Pabst Blue Ribbon Review
Pabst Blue Ribbon is an American lager that continues to surprise us. The first time Cheapism conducted a taste test that included 19 inexpensive beers, PBR took top billing against eight other inexpensive lagers. It corralled drinkers' admiration with a "mild," "drinkable" flavor and "good balance." That group of 13 called PBR "a little hoppy" and took exception to the somewhat "flat aftertaste." One panelist announced it was the "first drinkable" beer she had tasted that evening.
In 2016, the results were startlingly different. A seven-member panel scored PBR the lowest out of all the brews they sampled, dubbing it "cheap," "light," and "bad college beer." True, this second round of tasting featured four craft beers along with a select number of American-style lagers. Still, how to explain that this label, with a 5 percent ABV, foundered against Miller High Life, Budweiser, and Rolling Rock -- brews it previously trounced?
We turned to online Pabst Blue Ribbon reviews by experts and beer enthusiasts to make sense of this unexpected disparity. Consumers posting on BeerAdvocate assign it an "average" rating, although the two website owners give it a slightly higher "good." These connoisseurs cite its crispness and bubbly carbonation; one calls it a "great" premium lager that easily beat out the big-time competition. This review also notes that tap pours are slightly more satisfying than drinking from a can.

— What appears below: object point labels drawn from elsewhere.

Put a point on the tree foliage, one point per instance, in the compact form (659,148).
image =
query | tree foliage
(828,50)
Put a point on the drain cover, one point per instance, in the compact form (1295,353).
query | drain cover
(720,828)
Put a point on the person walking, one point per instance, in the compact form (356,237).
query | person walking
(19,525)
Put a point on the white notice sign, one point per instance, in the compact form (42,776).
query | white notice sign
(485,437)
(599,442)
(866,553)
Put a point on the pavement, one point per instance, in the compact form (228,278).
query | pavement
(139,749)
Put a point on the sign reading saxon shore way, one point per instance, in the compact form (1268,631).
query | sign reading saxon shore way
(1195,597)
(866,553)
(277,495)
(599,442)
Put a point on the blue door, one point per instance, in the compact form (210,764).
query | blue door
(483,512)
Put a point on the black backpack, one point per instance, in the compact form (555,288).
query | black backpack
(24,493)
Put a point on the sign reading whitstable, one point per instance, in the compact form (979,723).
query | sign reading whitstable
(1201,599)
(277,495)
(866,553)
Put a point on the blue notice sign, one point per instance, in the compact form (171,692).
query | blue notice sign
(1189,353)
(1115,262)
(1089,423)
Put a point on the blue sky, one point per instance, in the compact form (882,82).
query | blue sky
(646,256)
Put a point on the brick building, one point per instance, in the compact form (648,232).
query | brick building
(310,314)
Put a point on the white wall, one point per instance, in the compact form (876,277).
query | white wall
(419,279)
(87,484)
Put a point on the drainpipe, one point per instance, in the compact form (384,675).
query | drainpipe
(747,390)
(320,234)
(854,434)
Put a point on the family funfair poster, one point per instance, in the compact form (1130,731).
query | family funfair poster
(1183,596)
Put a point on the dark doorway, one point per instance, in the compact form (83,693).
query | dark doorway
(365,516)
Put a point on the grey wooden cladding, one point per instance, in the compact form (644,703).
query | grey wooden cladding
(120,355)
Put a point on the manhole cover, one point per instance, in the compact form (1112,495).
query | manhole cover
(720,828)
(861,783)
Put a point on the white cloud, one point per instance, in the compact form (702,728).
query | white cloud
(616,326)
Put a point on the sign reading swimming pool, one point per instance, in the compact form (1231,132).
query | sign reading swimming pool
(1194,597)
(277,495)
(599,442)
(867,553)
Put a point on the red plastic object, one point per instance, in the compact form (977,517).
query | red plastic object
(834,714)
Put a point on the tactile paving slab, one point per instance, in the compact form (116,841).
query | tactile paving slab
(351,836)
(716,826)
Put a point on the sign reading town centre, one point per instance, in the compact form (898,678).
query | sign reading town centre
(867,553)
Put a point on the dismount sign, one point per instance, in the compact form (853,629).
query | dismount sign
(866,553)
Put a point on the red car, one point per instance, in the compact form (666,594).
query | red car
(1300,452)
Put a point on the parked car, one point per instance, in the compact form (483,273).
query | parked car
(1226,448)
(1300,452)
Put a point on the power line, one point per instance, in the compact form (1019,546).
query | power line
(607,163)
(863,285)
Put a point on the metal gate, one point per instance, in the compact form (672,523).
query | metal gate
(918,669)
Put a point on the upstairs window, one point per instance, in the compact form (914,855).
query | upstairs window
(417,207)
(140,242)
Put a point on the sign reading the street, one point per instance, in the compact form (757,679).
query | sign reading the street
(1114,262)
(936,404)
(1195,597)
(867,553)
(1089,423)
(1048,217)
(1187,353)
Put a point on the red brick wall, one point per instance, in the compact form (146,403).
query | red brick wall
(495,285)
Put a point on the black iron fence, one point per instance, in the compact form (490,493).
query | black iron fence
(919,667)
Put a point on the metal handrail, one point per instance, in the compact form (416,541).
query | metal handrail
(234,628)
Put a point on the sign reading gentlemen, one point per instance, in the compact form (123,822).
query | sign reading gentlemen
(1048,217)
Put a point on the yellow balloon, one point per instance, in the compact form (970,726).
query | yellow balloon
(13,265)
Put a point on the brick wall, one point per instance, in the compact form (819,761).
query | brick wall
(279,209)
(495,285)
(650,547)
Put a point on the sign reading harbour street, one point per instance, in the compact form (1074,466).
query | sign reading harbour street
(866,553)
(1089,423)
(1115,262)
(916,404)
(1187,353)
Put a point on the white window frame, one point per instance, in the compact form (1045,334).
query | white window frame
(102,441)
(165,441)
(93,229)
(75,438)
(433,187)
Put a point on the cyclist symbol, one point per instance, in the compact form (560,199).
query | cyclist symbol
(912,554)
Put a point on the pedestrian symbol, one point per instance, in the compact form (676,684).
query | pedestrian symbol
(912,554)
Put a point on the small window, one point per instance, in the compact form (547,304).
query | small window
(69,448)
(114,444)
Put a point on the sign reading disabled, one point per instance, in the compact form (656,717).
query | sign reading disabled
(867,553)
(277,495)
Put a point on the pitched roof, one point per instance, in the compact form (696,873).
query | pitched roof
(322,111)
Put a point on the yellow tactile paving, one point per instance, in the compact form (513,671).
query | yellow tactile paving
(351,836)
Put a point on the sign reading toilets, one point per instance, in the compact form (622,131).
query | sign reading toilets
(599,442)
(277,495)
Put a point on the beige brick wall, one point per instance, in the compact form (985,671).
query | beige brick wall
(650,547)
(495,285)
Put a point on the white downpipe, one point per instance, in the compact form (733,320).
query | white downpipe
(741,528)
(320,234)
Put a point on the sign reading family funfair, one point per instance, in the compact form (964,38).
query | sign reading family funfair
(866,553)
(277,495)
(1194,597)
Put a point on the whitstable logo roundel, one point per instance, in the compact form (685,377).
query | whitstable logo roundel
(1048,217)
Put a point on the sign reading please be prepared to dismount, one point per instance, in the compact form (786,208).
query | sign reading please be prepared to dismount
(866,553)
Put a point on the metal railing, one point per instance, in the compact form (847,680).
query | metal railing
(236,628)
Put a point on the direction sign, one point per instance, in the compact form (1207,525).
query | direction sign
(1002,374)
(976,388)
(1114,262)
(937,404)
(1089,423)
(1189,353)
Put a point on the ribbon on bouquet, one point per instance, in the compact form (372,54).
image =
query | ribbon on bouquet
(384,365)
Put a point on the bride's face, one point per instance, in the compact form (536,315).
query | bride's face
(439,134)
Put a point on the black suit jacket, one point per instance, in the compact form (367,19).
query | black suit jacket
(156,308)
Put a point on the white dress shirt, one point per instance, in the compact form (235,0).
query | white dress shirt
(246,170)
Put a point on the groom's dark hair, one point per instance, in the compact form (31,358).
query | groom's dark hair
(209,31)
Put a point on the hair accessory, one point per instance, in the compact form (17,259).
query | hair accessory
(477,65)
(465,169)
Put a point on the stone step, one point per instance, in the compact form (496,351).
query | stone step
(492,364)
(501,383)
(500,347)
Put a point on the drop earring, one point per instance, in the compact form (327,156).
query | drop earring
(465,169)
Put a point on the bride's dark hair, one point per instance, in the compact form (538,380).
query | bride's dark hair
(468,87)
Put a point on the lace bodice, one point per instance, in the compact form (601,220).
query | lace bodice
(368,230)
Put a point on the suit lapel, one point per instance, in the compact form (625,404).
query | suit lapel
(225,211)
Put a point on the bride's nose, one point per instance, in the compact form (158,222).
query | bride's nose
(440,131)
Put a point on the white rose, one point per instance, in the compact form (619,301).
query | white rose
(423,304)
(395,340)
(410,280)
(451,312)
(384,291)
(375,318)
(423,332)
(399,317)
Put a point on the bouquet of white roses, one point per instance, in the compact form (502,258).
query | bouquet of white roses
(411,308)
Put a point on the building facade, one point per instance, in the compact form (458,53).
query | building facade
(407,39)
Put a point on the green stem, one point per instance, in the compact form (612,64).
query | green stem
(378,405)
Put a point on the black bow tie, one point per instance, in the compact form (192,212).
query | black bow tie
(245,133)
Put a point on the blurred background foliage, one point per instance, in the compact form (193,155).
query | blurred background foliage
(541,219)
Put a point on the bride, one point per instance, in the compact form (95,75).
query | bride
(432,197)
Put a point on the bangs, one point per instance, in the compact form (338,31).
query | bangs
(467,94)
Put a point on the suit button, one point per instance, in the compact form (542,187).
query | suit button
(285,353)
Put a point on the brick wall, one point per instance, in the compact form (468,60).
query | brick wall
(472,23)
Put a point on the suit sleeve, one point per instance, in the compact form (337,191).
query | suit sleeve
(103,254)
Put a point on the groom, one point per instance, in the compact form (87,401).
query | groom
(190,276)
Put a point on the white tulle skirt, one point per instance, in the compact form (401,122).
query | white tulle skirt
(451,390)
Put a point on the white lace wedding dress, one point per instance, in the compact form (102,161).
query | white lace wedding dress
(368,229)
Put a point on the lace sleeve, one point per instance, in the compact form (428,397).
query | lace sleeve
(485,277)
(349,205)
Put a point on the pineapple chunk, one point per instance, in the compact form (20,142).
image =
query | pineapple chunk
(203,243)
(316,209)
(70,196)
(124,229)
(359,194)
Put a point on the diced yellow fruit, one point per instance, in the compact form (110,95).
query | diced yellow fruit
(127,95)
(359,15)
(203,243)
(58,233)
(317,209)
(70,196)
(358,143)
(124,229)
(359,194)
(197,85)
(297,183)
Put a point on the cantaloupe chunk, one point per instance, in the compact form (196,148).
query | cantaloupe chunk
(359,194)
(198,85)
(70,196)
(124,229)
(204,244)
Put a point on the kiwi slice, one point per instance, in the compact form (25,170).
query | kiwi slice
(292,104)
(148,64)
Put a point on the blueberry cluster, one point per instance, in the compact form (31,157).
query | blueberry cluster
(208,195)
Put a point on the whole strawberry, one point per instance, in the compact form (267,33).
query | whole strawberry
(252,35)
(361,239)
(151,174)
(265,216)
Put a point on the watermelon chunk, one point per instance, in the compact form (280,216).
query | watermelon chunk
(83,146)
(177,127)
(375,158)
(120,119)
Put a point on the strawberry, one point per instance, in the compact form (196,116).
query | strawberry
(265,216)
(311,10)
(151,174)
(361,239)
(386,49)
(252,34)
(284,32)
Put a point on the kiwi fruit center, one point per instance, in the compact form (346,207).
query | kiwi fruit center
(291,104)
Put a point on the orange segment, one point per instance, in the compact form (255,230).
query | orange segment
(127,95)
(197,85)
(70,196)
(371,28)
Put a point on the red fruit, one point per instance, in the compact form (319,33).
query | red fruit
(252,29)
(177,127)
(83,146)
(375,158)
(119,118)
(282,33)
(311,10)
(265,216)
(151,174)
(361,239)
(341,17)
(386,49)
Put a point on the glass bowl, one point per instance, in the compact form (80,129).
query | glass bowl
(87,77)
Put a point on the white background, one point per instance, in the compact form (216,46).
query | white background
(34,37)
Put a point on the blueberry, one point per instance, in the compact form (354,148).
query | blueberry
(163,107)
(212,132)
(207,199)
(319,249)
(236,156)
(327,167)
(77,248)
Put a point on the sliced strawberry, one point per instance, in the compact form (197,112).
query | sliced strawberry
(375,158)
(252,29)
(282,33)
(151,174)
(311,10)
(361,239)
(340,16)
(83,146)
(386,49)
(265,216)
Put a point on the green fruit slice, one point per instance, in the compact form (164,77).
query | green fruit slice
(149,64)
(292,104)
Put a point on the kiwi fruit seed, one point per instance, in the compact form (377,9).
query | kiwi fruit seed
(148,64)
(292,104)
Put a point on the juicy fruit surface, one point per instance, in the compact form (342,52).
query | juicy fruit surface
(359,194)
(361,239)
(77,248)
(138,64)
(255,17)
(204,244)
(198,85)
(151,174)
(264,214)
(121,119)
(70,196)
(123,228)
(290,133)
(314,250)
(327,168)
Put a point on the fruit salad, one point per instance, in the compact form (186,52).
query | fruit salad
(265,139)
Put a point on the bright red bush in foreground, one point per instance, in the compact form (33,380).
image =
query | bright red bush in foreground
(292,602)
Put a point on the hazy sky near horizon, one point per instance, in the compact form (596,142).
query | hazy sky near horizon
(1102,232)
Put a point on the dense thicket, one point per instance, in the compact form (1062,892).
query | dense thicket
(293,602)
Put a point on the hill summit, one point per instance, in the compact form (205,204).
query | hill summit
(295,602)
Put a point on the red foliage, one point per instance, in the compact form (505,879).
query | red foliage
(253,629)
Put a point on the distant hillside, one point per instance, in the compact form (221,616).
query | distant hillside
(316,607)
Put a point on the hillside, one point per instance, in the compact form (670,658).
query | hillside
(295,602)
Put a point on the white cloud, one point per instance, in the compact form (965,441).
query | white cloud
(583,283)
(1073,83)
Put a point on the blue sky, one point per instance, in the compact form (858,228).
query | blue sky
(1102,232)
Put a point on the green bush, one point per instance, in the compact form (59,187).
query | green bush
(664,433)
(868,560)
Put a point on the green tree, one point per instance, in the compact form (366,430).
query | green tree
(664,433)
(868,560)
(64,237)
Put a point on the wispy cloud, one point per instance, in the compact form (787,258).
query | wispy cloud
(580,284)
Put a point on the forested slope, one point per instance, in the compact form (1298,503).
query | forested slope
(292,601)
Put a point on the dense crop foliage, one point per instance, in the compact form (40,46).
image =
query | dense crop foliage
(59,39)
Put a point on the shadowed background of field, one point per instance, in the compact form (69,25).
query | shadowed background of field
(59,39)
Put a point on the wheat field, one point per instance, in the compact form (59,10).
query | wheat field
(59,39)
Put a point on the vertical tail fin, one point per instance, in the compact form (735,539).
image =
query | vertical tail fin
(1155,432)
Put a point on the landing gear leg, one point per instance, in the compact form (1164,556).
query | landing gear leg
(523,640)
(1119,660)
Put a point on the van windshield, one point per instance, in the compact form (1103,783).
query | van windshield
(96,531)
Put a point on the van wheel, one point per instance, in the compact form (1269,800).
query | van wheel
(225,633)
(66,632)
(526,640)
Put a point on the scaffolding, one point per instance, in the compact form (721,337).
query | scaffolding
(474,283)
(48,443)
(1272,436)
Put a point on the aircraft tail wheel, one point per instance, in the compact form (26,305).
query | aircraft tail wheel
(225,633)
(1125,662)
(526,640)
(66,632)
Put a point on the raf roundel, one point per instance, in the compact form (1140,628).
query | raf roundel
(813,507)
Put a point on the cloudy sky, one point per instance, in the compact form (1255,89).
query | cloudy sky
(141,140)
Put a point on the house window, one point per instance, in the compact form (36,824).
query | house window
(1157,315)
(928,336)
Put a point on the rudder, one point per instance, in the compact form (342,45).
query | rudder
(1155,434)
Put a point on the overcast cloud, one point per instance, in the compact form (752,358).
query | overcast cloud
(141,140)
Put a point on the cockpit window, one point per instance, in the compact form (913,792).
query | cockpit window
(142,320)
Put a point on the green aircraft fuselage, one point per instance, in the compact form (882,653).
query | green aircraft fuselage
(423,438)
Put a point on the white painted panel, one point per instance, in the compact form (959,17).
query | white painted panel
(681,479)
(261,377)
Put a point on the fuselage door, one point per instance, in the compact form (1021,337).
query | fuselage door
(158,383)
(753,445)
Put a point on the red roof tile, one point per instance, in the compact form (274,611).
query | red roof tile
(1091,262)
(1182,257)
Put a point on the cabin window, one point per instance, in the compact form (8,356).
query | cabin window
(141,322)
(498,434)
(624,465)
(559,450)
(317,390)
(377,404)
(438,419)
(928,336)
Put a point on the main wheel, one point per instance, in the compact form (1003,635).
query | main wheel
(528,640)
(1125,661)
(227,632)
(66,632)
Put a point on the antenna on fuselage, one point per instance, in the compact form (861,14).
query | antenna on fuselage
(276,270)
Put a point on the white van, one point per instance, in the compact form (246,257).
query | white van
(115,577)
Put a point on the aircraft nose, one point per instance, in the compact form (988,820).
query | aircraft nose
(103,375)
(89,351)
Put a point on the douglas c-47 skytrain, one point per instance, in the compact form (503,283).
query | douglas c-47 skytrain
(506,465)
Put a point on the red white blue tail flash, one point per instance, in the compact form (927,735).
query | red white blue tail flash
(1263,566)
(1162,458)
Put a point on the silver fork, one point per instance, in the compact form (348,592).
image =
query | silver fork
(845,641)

More than 2,400 consumers give PBR a weighted average rating of 1.82 out of 5 at RateBeer, based on assessments of taste, aroma, appearance, and palate. This places PBR into the second-lowest percentile of all beers ranked on the site. Although these low scores mirror the opinions of our second group of beer fans, it's worth noting that RateBeer still ranks PBR higher than Miller High Life or Budweiser, which both outperformed Pabst in our taste-off.
What we now know as Pabst Blue Ribbon won its first gold medal at the Centennial Celebration in 1876, one of many awards it would go on to claim. Proud of this accomplishment, Pabst in 1882 began tying blue silk ribbons around the neck of each bottle, a practice that lasted until a silk shortage in World War I forced the company to give it up.
Results of our most recent taste test make it impossible to recommend Pabst, but that doesn't mean others won't disagree. Luckily for beer drinkers who want to try this mainstream lager for themselves, it's an inexpensive choice. We picked up a six-pack of 16-ounce cans for $5.99 on sale at the local market, although the regular price was $7.49.